Moreover, by understanding the data and how it is being processed, the CDO is critical in determining how to comply with data-related regulations, including GLBA, CCPA, HIPAA/HITECH, GDPR. With their role in developing and operating data processes, they can implement Privacy by Design -- a holy grail among privacy professionals.
Data science is evolving at an extraordinary rate, creating tools and technologies that were unimaginable a few short years ago. Companies are faced with opportunities to invent solutions with data that can offer never-before-seen benefits driving growth and revenue.
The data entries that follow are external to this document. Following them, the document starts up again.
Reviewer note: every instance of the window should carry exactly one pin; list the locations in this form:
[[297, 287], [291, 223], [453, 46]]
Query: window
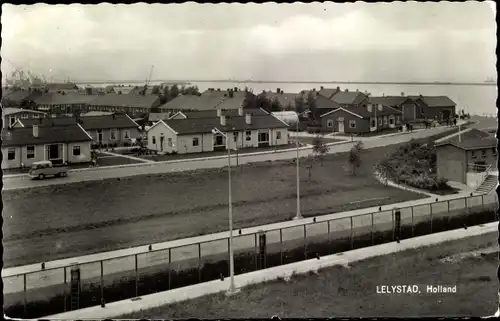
[[112, 134], [30, 152], [11, 154]]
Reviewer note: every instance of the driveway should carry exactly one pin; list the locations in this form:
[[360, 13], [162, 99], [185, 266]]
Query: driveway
[[20, 182]]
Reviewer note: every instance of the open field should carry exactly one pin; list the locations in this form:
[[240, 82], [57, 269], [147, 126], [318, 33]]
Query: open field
[[82, 218], [340, 292]]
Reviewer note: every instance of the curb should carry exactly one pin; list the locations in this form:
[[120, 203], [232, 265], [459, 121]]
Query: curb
[[120, 308]]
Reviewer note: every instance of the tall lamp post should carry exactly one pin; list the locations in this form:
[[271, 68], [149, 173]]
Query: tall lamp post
[[298, 215], [232, 288]]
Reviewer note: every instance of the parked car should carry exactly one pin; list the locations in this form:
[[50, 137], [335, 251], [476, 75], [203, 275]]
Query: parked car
[[44, 169]]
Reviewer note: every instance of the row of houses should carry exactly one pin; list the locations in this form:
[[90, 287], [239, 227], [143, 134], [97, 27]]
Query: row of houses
[[212, 130], [64, 139]]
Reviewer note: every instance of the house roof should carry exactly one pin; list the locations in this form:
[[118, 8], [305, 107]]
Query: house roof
[[87, 122], [392, 101], [229, 113], [192, 102], [284, 98], [435, 101], [70, 98], [205, 125], [11, 110], [46, 135], [348, 97], [362, 111], [116, 100], [154, 117], [328, 93]]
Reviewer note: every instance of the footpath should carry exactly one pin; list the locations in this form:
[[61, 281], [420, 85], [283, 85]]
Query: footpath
[[120, 308]]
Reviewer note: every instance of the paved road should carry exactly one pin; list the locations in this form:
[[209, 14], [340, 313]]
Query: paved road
[[187, 249], [21, 182]]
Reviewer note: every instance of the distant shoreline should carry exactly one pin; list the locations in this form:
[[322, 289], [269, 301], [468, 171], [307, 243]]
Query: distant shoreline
[[296, 82]]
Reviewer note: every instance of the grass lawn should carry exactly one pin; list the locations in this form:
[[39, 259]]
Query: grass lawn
[[161, 158], [340, 292], [81, 218], [103, 161]]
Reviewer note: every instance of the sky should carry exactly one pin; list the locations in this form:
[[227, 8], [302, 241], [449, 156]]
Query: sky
[[398, 41]]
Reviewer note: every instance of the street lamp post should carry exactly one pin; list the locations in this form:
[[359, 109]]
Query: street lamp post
[[298, 215], [232, 288]]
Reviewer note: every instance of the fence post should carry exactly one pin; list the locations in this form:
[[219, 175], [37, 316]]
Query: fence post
[[169, 268], [305, 243], [352, 235], [412, 223], [430, 209], [65, 285], [24, 296], [102, 281], [136, 277], [281, 247], [371, 229]]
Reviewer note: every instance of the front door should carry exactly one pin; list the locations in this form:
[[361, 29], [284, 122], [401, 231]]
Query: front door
[[341, 126]]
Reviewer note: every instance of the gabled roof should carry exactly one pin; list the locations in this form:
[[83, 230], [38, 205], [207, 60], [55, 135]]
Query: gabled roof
[[115, 100], [284, 99], [362, 111], [348, 97], [392, 101], [328, 93], [205, 125], [87, 122], [435, 101], [192, 102], [11, 110], [46, 135], [71, 98]]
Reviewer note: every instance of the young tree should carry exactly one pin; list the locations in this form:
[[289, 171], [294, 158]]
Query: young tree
[[320, 149], [275, 104], [354, 157], [311, 103], [174, 91]]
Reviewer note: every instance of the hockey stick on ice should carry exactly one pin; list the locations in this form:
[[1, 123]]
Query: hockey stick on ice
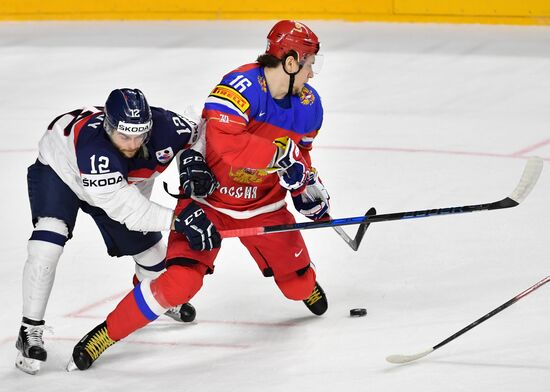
[[528, 180], [409, 358], [354, 243]]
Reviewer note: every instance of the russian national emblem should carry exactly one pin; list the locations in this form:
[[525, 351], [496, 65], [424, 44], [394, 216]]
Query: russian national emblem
[[262, 82], [248, 176], [306, 96]]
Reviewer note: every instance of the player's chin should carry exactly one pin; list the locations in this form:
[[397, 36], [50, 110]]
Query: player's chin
[[129, 153]]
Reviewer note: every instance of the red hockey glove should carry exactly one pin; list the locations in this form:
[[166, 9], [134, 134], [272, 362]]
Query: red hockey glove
[[313, 202]]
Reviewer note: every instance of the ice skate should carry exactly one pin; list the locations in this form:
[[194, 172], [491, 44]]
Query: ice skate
[[90, 347], [183, 313], [317, 301], [31, 353]]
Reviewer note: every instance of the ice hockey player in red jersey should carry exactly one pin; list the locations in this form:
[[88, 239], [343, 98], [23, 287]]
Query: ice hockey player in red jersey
[[103, 160], [261, 121]]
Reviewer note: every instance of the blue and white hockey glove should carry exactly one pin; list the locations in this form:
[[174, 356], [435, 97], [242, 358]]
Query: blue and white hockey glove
[[313, 202], [200, 232], [289, 164], [195, 176]]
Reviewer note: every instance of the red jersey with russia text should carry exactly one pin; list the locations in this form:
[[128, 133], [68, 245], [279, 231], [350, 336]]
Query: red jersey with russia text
[[242, 121]]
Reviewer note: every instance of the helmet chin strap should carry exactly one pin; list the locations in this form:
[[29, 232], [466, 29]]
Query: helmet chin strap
[[291, 74]]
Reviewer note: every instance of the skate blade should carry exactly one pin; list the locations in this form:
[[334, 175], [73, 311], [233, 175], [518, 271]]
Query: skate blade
[[27, 365], [71, 366]]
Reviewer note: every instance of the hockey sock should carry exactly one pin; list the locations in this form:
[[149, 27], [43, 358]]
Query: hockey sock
[[297, 287], [44, 250], [149, 299]]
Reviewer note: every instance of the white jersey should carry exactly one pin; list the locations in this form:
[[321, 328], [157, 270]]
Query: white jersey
[[80, 152]]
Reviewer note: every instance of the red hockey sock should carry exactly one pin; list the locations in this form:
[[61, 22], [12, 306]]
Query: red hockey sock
[[149, 299], [297, 287], [126, 318]]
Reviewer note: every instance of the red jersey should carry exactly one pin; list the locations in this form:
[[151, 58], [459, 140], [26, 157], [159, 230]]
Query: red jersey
[[242, 121]]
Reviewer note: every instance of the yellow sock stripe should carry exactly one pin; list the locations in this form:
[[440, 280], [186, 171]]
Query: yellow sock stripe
[[99, 343]]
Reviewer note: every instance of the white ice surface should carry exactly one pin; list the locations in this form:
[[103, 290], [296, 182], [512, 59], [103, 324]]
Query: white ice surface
[[417, 117]]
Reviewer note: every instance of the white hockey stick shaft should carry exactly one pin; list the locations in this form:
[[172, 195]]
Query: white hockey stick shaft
[[400, 359]]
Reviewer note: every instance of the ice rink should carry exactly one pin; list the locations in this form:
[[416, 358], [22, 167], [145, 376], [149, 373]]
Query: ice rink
[[417, 116]]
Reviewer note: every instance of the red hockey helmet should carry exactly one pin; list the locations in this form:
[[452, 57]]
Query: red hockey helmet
[[289, 35]]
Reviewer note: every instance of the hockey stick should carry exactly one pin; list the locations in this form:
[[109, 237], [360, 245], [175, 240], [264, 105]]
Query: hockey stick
[[528, 180], [409, 358], [354, 243]]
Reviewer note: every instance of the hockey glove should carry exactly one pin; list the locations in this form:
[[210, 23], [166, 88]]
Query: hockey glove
[[200, 232], [289, 164], [195, 176], [313, 202]]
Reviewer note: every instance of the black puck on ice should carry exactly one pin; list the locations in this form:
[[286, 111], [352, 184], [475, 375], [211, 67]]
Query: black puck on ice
[[358, 312]]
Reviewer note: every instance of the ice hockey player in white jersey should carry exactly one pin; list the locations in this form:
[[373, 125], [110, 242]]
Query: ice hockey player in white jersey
[[103, 160]]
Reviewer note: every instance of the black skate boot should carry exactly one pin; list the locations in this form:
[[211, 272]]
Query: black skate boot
[[90, 347], [31, 346], [317, 301], [184, 313]]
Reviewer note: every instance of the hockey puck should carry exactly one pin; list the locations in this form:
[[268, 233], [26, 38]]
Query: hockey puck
[[358, 312]]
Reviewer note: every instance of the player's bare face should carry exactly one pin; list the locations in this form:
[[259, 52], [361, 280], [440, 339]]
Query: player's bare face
[[128, 145], [304, 75]]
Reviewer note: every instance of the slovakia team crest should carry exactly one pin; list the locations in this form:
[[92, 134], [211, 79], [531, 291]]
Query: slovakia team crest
[[164, 156]]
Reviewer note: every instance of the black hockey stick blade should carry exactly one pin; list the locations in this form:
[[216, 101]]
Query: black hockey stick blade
[[401, 359], [528, 180], [363, 228], [354, 243]]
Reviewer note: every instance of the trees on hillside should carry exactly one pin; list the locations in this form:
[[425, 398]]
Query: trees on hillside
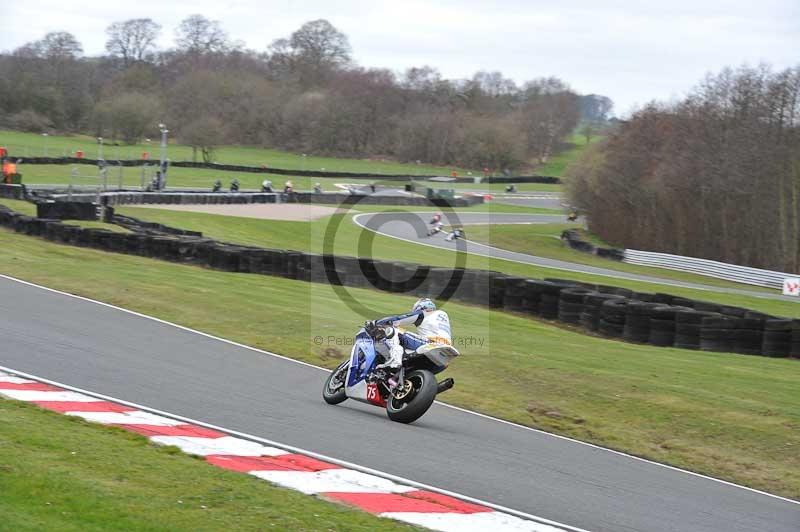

But looking across the market, there are numerous examples where in hindsight, the solutions can cause irreparable harm to individuals. There are no clear rules or guidelines for assessing ethics in a field as new as data. The CDO is in an important position to step back and help determine whether certain solutions should be pursued -- even if its at the expense of profits.
The CDO is a new role for many organizations, tasked with the critical responsibility of driving business value from the abundant asset called Data. To be effective, the CDO has to have the ability to operate with authority and with support. They need the ability to influence and - in some cases - drive activities across their companies.
Moreover, with their insights into data, they can also manage risk and ensure compliance with data obligations, helping to drive growth, while protecting their brand.